Discusión del Plan B electoral en el Senado se aplaza nuevamente
La discusión del Plan B de la reforma electoral en el Senado de México ha sido nuevamente aplazada. Originalmente programada para el lunes 23 de marzo, la sesión en la que las comisiones unidas analizarían y votarían el dictamen ha sido reprogramada para el martes 24 de marzo. Este retraso se debe a que el documento aún se encuentra en proceso de revisión técnica, según informaron fuentes del Senado.
Revisión técnica y distribución pendiente
De acuerdo con la Cámara de Senadores, los ajustes necesarios en la redacción legislativa del proyecto han impedido su distribución entre los legisladores, un paso crucial para dar inicio a la discusión formal. Conforme al reglamento del Senado, deben transcurrir al menos 24 horas desde la distribución del documento antes de que pueda ser debatido.

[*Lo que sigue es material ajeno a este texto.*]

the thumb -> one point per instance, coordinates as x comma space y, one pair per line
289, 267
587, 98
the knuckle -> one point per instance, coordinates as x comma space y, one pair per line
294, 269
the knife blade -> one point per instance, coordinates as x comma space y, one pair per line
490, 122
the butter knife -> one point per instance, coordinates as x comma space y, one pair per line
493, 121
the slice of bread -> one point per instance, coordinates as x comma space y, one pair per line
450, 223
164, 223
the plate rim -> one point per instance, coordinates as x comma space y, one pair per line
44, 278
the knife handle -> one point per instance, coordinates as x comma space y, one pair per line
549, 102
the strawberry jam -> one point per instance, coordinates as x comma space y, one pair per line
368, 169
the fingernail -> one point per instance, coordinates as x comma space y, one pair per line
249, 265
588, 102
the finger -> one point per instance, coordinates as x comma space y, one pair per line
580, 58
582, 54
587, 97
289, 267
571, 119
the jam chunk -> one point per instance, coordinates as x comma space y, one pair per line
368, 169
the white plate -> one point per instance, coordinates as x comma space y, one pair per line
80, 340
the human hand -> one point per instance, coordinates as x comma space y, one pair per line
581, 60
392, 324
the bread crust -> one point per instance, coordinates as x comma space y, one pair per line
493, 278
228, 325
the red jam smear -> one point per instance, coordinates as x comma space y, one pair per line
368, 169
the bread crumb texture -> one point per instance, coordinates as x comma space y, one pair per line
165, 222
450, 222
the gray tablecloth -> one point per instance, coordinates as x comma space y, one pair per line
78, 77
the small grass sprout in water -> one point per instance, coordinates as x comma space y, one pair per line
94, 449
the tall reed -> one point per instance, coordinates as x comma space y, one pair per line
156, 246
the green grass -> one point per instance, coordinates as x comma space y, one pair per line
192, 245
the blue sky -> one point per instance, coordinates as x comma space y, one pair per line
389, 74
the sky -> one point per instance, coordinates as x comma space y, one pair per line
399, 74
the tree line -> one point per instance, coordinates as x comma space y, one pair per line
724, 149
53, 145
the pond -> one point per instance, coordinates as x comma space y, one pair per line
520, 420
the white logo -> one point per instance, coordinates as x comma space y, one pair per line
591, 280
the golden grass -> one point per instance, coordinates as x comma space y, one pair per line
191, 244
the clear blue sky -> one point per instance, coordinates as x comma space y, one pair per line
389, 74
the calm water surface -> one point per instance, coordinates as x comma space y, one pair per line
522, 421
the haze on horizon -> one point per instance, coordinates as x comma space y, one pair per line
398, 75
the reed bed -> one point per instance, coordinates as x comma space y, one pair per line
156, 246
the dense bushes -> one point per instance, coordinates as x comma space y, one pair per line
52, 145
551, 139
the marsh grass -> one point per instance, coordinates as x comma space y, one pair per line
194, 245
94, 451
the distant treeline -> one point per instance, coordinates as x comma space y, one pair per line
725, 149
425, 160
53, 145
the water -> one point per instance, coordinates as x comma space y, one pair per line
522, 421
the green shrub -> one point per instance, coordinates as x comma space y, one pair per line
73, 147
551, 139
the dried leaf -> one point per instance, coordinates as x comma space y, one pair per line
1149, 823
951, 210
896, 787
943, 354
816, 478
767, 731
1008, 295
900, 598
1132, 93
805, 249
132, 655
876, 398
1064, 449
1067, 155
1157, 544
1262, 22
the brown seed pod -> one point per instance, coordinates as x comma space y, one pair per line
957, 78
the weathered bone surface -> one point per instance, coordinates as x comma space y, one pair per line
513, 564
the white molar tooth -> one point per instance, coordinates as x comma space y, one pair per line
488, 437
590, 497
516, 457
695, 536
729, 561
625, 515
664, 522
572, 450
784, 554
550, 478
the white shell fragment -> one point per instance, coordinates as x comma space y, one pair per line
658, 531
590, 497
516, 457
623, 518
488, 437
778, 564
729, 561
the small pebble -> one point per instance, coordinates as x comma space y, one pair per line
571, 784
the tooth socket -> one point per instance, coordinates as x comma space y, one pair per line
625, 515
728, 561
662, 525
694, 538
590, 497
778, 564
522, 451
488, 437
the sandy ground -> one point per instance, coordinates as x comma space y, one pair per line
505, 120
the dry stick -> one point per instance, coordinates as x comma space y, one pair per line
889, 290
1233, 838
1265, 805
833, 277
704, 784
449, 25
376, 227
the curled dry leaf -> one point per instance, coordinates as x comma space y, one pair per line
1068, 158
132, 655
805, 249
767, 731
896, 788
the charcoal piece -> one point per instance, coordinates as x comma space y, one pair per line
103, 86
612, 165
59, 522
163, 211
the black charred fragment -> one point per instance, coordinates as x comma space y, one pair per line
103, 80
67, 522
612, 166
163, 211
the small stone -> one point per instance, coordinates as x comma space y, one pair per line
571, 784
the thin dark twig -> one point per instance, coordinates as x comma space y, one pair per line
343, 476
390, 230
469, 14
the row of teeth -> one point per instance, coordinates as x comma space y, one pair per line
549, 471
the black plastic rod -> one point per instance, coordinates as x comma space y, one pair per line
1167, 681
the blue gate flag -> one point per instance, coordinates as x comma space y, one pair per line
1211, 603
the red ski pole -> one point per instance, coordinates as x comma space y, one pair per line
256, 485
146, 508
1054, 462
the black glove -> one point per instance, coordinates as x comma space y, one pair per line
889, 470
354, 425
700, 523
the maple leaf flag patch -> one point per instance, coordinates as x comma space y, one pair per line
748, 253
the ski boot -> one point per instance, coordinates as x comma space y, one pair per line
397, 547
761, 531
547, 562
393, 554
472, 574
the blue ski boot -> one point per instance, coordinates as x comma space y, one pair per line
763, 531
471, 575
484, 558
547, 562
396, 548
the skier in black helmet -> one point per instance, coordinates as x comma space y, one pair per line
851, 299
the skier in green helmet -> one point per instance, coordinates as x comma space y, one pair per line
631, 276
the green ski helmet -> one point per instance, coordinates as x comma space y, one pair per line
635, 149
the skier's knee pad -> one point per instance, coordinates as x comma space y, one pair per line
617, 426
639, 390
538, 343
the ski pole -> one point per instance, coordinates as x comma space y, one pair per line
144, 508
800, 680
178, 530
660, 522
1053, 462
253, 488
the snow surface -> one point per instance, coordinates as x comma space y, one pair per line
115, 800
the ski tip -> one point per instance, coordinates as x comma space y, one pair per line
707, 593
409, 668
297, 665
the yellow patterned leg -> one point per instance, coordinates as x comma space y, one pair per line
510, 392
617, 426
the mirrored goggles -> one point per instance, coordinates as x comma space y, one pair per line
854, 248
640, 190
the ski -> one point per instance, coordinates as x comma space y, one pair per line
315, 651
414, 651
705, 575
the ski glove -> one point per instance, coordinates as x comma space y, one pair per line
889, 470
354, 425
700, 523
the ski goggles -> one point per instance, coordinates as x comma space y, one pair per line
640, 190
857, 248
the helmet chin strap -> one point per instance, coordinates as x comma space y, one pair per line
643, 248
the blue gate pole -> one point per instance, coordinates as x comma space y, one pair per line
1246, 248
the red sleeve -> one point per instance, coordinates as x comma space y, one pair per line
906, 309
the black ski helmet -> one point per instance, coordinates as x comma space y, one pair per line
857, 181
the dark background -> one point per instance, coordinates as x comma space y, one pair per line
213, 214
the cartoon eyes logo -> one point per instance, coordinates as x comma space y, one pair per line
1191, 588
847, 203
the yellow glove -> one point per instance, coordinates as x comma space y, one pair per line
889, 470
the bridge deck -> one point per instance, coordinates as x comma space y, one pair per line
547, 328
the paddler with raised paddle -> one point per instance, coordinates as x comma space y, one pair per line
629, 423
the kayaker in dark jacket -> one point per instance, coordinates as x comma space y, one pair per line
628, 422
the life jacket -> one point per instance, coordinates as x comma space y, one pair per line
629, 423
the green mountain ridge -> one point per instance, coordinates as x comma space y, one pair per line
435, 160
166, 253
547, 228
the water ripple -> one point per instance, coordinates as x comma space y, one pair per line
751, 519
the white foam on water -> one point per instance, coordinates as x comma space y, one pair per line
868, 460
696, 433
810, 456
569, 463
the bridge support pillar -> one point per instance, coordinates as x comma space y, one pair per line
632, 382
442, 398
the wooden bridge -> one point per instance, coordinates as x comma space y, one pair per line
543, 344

El proyecto de decreto busca implementar reformas a la Constitución con el objetivo de reducir privilegios y fortalecer la revocación de mandato. Estas propuestas han generado un amplio debate político, reflejando las divisiones existentes entre las diferentes fuerzas políticas del país.
Contexto político y próximos pasos
La presidenta de la Mesa Directiva de la Cámara Alta, Laura Itzel Castillo Juárez, indicó que se tiene previsto dar una primera lectura de la reforma constitucional en la sesión ordinaria del pleno cameral del martes. Esto permitiría que la discusión formal pueda llevarse a cabo el miércoles 25 de marzo.
Por su parte, las comisiones de Puntos Constitucionales y Estudios Legislativos, presididas por Óscar Cantón Zetina y Enrique Inzunza Cázarez del partido Morena, se preparan para sesionar conjuntamente y votar el dictamen correspondiente. Sin embargo, al cierre de esta edición, el documento seguía en revisión técnica, lo que ha pospuesto la sesión de las comisiones unidas.
Este aplazamiento refleja las tensiones políticas en torno al Plan B, y subraya la importancia de alcanzar un consenso en temas clave para el futuro electoral del país. Los próximos días serán cruciales para determinar el rumbo de estas reformas y su impacto en el sistema democrático mexicano.